What it takes to be an elite athlete or top age-grouper is something coaches and sports scientists have been trying to uncover for years, but it’s a complicated answer due to the myriad of interactions. There’s clearly the environmental factor, which includes training, nutrition and the gear you use. But then there’s what you were born with in the first place, namely your DNA.
Your DNA provides a natural ceiling to your blood lactate threshold, maximal oxygen capacity, glucose and lipid metabolism, and muscular strength, all associated with how fast or slow you can race. And it’s your genetic side that a group of Australian researchers set about studying to see if there was the perfect genetic code to excel at Ironman racing.

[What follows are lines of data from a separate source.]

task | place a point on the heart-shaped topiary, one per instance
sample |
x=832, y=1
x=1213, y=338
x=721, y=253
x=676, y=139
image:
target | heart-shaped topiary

“We examined the genetic profile of 196 men and women who raced the 2008 Ironman Worlds to distinguish whether there were significant genetic differences between the faster athletes and the slower ones,” explains professor Lyn Griffiths of Queensland University. “We did this by isolating seven genes that have favourable alleles that are important to endurance performance.”
Alleles are different versions of the same gene and can be dominant or recessive. Griffiths focused on the following seven that, with the right allele combination, exhibit positive endurance traits: ACE – blood pressure; ACTN3 – anaerobic and aerobic energy production; AMPD1 – fatigue; CKMM – aerobic capacity; GDF8 – muscle-fibre strength; HFE – iron absorption; and PPARGC1A – energy availability.
After taking swabs and examining the seven genotypes, the researchers tallied up a total genotype score (TGS), which represents the percentage of ‘optimal’ alleles for a particular phenotype, in this case an endurance athlete.
Firstly, they found that age-groupers in Hawaii really are the best in the world. Despite the heat, humidity and wind, mean finishing time came in at 11:44hrs with the fastest at 9:53hrs and slowest just making the 17hr cut-off (16:55hrs). And was this reflected in genotype?
“It was but only the endurance combination for the AMPD1 gene,” says Griffiths. “It shows the importance of training and that much work needs to be done to identify further genes involved in endurance performance.”
It might be an underwhelming conclusion but it does have connotations to performance…
Taking a DNA test may be a waste of money. “I don’t think we know enough about all the genes involved in performance yet and feel that, at present, DNA testing is too early,” says Griffiths.
The researchers also showed that high-intensity training, was vital to improve muscle glycogen levels and increase mitochondrial capacity, both key to endurance performance.
Research by Ironman has shown an average 15hrs-a-week training is the minimum needed to be a top age-group performer.